In the relationship, X_ordered is the series arranged according to the original X(t), Dg (X_ordered) degrees of the X_ordered function, N_m1, and N_m2 is the number of members of the original series, N_m1 + N_m2 = N_total. The frequency in time series can be verified using the autocorrelation function (ACF) and the partial autocorrelation (PACF) diagrams. Another test that numerically examines time series is the Fisher test (Kashyap and Rao 1976). The test statistic is calculated as:

$$ {F}^{\ast }=\frac{N\left(N-2\right)\left({a}_k^2+{\beta}_k^2\right)}{4\left(\sum \limits_{z=1}^k\left(x(t)-{a}_z\mathit{\cos}\left({\Omega}_{z^t}\right)-{\beta}_z\mathit{\sin}\left({\Omega}_{z^t}\right.\right)\right)} $$

(15)

where N is the number of sample data, F* is the Fisher test statistic, α_z and β_z are Fourier coefficients, and Ω_z is the angular frequency obtained as follows:

$$ {a}_z=\frac{2}{N}\left(\sum \limits_{t=1}^Nx(t)\mathit{\cos}\left(2\pi f{z}^t\right)\right)z=1,2,\dots, k $$

(16)

$$ {\beta}_z=\frac{2}{N}\left(\sum \limits_{t=1}^Nx(t)\left(2\pi f{z}^t\right)\right)z=1,2,\dots, k $$

(17)

$$ {f}_z=\frac{z}{N}{\Omega}_z=\frac{2\pi z}{N}\ z=1,2,\dots, k $$

(18)

In the above relationships, f_z is equal to the z-th harmonic of the base frequency. The periodicity of Ω_z is significant when the critical value F at the confidence level F (2, N-2) is lower than the F* value.

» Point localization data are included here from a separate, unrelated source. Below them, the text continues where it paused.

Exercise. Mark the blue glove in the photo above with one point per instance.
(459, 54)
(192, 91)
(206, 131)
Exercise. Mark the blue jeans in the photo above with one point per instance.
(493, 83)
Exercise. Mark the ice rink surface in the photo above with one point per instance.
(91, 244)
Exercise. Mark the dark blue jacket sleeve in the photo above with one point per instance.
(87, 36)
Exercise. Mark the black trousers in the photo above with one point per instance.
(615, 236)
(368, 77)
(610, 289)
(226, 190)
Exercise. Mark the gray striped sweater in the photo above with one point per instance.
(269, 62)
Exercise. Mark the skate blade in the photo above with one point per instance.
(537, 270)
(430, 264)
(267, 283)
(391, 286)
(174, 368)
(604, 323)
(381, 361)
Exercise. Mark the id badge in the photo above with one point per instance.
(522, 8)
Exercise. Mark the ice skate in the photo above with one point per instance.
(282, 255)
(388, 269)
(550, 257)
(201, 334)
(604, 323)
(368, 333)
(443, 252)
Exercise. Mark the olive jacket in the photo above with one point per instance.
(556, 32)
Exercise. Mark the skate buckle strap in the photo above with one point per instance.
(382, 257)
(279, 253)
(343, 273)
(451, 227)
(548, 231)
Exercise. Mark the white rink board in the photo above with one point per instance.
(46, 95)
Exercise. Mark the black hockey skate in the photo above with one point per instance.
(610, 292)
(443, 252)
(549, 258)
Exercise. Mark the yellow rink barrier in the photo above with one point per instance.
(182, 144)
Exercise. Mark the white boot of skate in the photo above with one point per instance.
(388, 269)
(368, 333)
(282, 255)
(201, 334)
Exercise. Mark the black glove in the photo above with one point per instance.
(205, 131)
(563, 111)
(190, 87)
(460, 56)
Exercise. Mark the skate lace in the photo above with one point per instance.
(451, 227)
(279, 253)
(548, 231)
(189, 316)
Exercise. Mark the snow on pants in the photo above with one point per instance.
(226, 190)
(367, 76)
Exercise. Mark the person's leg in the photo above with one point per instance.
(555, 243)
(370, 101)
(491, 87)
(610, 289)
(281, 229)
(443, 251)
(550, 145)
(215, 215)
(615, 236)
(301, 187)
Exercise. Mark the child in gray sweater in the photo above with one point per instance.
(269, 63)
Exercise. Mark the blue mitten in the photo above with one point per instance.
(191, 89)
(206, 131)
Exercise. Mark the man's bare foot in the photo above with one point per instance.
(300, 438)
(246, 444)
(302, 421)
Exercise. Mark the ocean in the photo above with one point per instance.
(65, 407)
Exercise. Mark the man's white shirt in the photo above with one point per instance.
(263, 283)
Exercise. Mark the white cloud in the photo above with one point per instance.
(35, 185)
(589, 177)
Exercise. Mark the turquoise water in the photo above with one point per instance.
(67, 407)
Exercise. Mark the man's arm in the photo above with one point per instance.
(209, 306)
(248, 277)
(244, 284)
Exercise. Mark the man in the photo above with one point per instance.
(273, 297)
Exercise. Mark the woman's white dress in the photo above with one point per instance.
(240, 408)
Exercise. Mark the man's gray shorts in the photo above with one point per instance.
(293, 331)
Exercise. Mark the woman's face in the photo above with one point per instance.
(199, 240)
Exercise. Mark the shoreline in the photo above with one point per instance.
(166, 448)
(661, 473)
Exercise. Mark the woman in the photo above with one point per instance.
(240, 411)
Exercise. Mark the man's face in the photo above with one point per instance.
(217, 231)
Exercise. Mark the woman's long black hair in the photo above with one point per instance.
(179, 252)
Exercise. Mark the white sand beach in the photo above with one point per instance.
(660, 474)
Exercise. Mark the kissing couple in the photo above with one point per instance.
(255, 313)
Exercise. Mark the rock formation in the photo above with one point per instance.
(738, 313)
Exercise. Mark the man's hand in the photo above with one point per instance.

$$ {F}^{\ast}\ge F\left(2,N-2\right) $$

(19)

For a significant level of 0.05, the level of freedom in the denominator is equal to 3. The Ljung-Box test is used to check the validity of the modeling to verify the autonomy of the residuals of the time series (Ljung and Box 1978). The test statistic is calculated as follows:

$$ {\mathcal{Q}}_m=N\left(N+2\right)\sum \limits_{h=1}^m\frac{r_h}{N-1} $$

(20)

In this relationship, N is the number of samples, r_h is the correlation coefficient of the residues (εt) in delay h, m is equal to ln (N). If the probability of the Ljung-Box test statistic in the χ2 distribution is higher than the confidence level α (in this case PQ > α = 0.05), the residue series is independent, and the model is appropriate.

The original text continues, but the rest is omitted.